|
It may be a factor of aging but it seems that virtually every aspect of modern life, be it travel, entertainment or shopping, is becoming more difficult and aggravating.
Airport security, while a necessary evil, heads the list. In fact, airports are a universal nightmare. Most are under construction, located outside of the major population centers they serve, difficult to reach due to traffic congestion and multiple detours.
While the quality of service in fast food restaurants is generally poor, airports set the standard for mediocrity. Whether Starbucks, McDonalds, or the Berghoff - the highest prices, poorest quality, and greatest amount of employee rudeness and sloth. It's hard to feel good about standing 10 minutes in line to be insulted trying to spend 5 dollars for a cup of coffee and a raisin scone.
Ticket agents while generally smarter seem to derive the greatest satisfaction from denying, dismissing, or ignoring the customer's request. Virtually all flights are oversold, and once on board, little legroom and no food service are the norm. Closets are reserved for the crew, exponentially increasing the probability that garments will be crushed, or checked bags will be lost or stolen. Few flights take off or land on time.
As people continue to get bigger, due to better nutrition, medical care and exercise, the space allocated for our bodies by the owners and operators of planes, cabs, busses, subways, trains, theaters, nightclubs and restaurants continues to shrink.

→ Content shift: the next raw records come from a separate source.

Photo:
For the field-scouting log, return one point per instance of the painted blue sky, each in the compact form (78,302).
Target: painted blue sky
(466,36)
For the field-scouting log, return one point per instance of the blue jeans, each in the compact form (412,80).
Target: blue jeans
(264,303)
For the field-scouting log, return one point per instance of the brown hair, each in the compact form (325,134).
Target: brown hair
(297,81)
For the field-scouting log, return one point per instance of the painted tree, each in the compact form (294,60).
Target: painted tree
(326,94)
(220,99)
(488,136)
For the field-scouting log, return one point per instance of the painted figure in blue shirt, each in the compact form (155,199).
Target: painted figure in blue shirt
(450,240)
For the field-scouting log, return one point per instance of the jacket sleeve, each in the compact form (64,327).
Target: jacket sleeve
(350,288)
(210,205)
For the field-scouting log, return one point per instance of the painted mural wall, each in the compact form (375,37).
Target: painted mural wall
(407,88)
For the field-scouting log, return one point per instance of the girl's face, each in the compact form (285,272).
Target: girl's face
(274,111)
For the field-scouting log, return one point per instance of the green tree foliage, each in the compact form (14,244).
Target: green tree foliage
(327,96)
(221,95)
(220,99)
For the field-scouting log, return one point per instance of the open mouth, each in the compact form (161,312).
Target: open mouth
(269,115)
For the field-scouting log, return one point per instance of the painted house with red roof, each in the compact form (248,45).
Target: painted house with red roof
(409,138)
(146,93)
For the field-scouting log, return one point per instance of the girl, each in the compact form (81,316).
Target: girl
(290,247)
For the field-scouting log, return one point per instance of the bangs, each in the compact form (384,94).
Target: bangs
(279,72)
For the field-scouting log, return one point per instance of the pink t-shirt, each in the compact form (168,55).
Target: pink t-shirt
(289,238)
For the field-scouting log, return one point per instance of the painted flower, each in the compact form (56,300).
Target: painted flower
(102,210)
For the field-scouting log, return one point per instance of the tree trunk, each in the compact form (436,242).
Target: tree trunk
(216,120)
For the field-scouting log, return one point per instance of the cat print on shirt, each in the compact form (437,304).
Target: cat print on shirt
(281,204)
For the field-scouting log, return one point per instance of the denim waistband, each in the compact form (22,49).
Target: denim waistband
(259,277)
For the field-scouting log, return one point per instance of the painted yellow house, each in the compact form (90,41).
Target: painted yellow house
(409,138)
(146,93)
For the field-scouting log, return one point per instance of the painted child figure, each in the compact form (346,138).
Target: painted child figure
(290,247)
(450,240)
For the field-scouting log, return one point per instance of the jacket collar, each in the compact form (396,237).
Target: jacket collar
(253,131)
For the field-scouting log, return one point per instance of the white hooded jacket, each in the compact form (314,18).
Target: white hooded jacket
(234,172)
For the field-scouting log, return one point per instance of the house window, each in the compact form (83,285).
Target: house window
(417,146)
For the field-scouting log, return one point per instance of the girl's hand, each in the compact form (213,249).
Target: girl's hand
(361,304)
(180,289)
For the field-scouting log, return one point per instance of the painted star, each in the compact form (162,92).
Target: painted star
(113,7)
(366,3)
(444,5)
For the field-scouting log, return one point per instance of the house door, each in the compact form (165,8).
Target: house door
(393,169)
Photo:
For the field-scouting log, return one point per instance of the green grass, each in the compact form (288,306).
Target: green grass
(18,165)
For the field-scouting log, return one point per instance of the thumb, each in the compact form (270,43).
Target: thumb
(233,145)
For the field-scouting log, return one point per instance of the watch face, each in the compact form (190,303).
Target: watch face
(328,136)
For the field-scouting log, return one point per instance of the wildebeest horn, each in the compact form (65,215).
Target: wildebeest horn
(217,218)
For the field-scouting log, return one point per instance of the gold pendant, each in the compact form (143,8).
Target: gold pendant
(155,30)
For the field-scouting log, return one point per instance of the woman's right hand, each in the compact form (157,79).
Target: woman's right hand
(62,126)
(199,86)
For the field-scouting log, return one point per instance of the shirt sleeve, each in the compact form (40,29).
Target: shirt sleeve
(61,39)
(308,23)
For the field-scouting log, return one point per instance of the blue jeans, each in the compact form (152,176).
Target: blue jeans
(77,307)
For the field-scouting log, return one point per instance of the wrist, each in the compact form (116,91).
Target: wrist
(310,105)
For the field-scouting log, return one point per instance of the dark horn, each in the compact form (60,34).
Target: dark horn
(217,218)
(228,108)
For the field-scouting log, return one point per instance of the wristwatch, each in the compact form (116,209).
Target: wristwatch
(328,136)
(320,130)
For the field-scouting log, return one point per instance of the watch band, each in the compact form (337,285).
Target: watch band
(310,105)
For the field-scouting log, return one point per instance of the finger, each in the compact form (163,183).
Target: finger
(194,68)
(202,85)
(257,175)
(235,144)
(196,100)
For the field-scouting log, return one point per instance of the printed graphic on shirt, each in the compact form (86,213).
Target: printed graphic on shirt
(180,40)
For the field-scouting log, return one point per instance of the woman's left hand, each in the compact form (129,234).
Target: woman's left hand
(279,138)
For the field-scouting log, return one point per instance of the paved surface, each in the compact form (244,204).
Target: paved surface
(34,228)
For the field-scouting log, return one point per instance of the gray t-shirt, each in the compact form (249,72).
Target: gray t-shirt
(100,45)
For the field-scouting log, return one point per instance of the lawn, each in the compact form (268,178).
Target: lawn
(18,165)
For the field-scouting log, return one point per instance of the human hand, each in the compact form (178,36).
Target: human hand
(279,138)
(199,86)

The better the restaurant the less likely they are to honor their reservations, expecting all but a handful of special customers to accept, without argument, a long wait at a crowded bar. The higher the average price of an entree the higher the multiple of reasonable for an undistinguished bottle of wine. Four to five times the regular retail price is normal for a pleasant bottle of Sonoma Valley Chardonnay or cabernet - outrageous as most restaurants receive volume prices unavailable to the general public. Does ambience/atmosphere justify an 8-dollar cocktail, a 10-dollar bib lettuce salad, or a 28-dollar veal chop? Add a creme brulee and a 20% tip, and for the cost of an elegant 3 hour dinner enough quality food can be purchased to prepare a weeks worth of fine dining without having to pay for parking or suck up to a surly maitre d’.

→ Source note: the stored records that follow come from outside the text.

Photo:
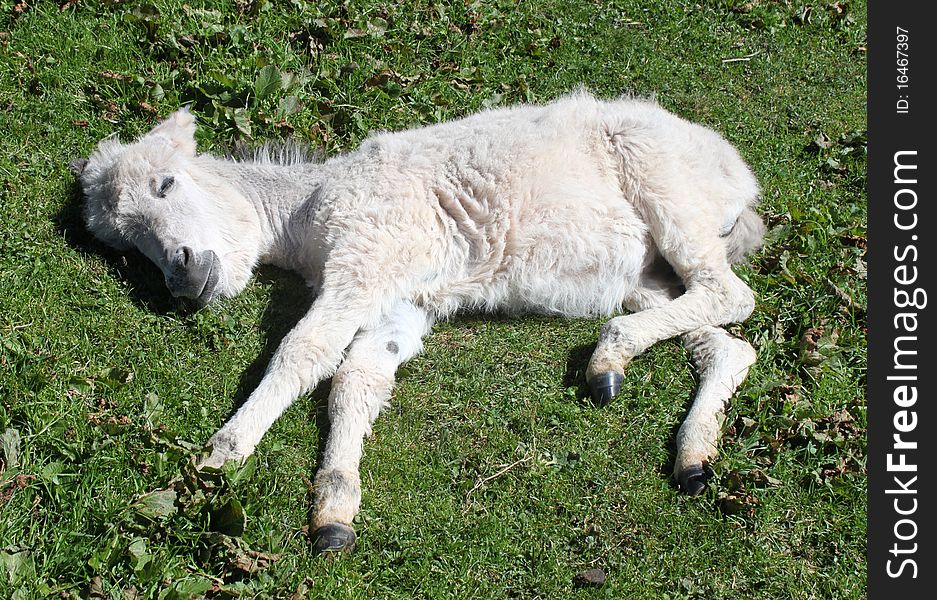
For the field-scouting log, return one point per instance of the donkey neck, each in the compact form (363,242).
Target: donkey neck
(276,193)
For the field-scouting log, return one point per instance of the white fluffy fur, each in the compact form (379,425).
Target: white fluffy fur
(579,207)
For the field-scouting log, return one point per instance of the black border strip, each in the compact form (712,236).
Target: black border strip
(902,243)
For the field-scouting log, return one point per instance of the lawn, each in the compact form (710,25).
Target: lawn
(491,475)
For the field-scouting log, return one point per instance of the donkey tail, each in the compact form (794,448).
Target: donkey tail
(745,237)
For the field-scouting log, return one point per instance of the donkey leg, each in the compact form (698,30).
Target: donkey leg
(687,238)
(711,299)
(309,353)
(360,388)
(722,362)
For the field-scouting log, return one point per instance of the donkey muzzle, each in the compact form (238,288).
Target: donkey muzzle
(193,274)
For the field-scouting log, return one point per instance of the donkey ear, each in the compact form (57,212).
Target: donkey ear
(179,129)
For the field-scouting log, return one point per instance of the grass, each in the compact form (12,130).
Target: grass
(490,476)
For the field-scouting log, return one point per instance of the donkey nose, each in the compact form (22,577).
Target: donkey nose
(184,256)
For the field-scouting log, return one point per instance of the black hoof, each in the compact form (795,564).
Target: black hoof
(605,386)
(334,537)
(693,480)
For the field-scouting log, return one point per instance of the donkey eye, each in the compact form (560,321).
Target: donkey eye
(165,185)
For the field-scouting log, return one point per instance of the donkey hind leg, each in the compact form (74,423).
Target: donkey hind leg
(360,388)
(722,362)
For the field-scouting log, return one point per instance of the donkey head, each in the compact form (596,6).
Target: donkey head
(155,195)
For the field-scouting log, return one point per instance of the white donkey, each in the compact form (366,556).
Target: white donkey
(578,208)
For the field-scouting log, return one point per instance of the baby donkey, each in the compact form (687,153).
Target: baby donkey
(580,207)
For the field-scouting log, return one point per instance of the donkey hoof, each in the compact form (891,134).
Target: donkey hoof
(334,537)
(605,386)
(693,480)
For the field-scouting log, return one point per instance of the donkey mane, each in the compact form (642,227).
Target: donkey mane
(289,152)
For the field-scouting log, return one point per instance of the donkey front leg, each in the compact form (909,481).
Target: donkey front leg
(309,353)
(722,362)
(360,388)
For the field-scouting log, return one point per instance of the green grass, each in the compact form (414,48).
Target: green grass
(104,387)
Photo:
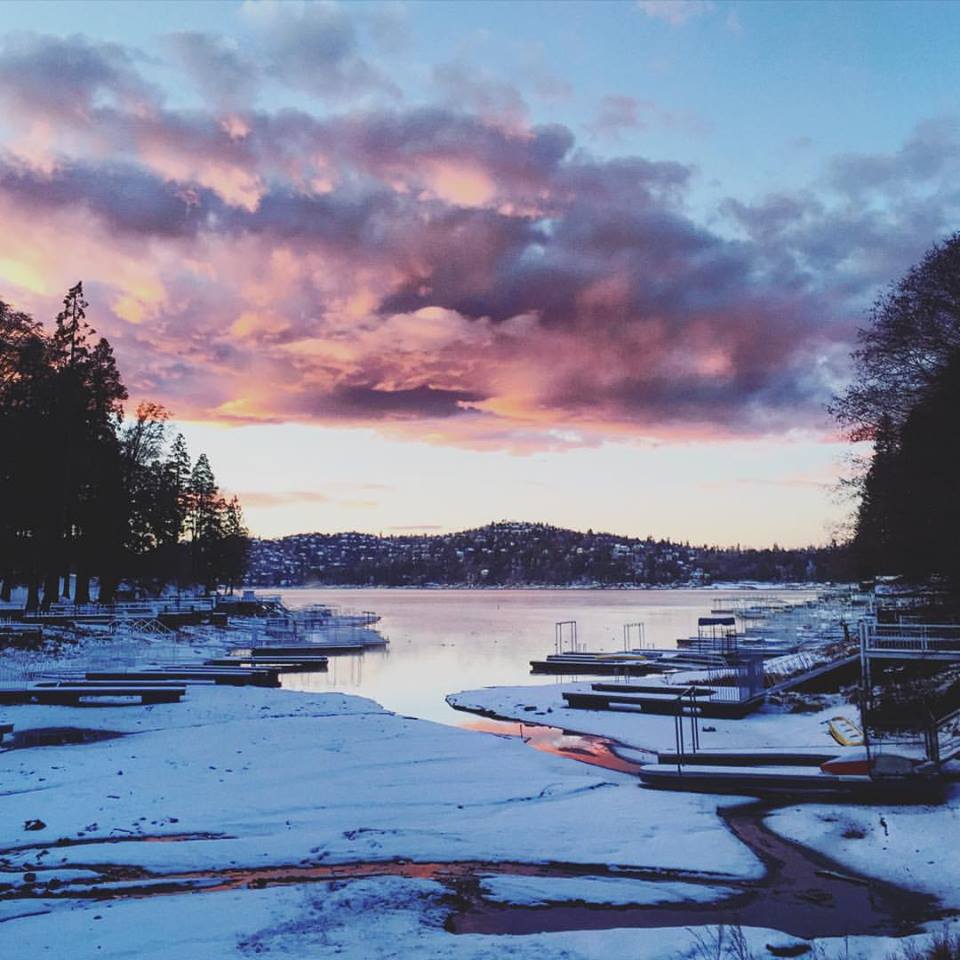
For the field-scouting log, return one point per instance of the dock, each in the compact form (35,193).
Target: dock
(303,651)
(302,664)
(227,676)
(71,693)
(665,702)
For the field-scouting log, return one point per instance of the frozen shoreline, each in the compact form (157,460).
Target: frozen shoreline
(259,778)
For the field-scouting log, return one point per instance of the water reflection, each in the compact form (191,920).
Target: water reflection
(443,641)
(596,751)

We are a nation of shoppers. How else to explain the excessive amount of retail square footage per capita? We are the global leader in shopping center development with more regional malls, strip malls, outlet malls and free- standing stores than most of the rest of the civilized world. We enjoy an unlimited selection of merchandise in every venue from Neiman Marcus to flea markets, and from Wal-Mart to Restoration Hardware. Our major department stores, from Sears to Saks, slice and dice the demographics and customer profiles so that there is literally nothing that a person could need, want or lust after that is not available under a myriad of different brands. There is only one ingredient missing - someone to help you find the shoe department, find your size, and take your money.

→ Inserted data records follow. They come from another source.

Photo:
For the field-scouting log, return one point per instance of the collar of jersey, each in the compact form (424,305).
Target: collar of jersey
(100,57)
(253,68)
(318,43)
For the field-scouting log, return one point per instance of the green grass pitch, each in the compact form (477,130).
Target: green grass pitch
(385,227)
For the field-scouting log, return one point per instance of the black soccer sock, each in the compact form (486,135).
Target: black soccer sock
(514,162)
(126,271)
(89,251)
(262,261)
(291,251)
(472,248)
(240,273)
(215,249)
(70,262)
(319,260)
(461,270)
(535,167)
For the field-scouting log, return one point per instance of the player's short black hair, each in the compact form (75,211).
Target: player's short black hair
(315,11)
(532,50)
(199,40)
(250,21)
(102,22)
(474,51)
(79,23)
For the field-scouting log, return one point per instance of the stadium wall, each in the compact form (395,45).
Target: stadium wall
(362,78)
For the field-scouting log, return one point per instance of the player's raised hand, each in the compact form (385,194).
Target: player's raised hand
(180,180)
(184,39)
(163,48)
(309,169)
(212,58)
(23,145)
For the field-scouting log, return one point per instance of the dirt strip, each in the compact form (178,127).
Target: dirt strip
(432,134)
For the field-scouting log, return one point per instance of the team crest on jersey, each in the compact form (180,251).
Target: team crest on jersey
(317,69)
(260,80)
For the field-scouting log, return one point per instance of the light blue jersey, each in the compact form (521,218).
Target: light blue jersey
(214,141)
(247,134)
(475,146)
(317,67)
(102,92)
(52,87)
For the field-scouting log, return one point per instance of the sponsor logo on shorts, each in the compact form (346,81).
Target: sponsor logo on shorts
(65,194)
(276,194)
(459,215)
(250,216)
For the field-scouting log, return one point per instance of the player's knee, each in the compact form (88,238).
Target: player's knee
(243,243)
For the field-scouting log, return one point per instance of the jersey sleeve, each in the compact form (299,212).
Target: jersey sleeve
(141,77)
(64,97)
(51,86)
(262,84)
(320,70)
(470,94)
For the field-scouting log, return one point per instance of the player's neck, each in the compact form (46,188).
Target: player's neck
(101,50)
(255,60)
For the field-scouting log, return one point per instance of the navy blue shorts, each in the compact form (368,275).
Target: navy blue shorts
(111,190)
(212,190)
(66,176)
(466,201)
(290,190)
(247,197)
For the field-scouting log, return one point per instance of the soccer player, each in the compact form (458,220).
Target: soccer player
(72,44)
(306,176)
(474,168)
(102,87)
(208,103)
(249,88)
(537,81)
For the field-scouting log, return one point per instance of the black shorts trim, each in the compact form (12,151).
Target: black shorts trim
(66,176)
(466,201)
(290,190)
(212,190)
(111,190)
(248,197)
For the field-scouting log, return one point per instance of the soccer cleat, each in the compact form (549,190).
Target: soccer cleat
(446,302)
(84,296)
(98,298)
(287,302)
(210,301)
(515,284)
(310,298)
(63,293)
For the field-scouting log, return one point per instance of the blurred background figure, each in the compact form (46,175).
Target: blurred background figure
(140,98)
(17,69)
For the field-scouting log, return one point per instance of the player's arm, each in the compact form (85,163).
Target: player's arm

There are countless little high and low-tech irritations which we encounter daily. The childproof Advil container - the salad which arrives with unwanted alfalfa sprouts - the seatbelt/shoulder harness which makes it impossible to reach change in a pocket for the toll machine - the sub woofers which blast rap music in the kid's car stuck nearby in traffic - the quality of toilet paper available in public restrooms - boom boxes on the beach - sailors – smoke-free ballparks - bottled water carriers - voice mail trading – smoke-free bars - 55 mile an hour speed limits - meter maids - the inaccuracy of big city maps - warm beer - no cigars and pipes - low sodium V8 - bumper to bumper traffic - The Christian Coalition - fat free mayonnaise - smog.
A steady diet of this routine annoyance, over a long period of time, often leads to stress related disorders, workplace problems, clinical depression, sexual dysfunction, drug addiction and alcohol abuse. It's hard enough to really enjoy life when successfully coping, but almost impossible if one gives up and succumbs to the pressures.
Perhaps the best solution is to seek out high quality inexpensive restaurants, cigar friendly bars, courteous flight attendants, spacious cabs, helpful sales clerks, considerate meter maids - efficient security guards - and understanding IRS agents. Invite them home for dinner. Treat the exception as the rule. Avoid any place that serves alfalfa sprouts. Shop small independent retailers who only survive by being helpful. Disconnect voice mail. Get off the highways. Avoid airports. Drink real V8. Eat real mayonnaise - better yet, Miracle Whip. Enjoy a real martini. Smoke a great cigar. Live long and prosper and your shadow will never grow less.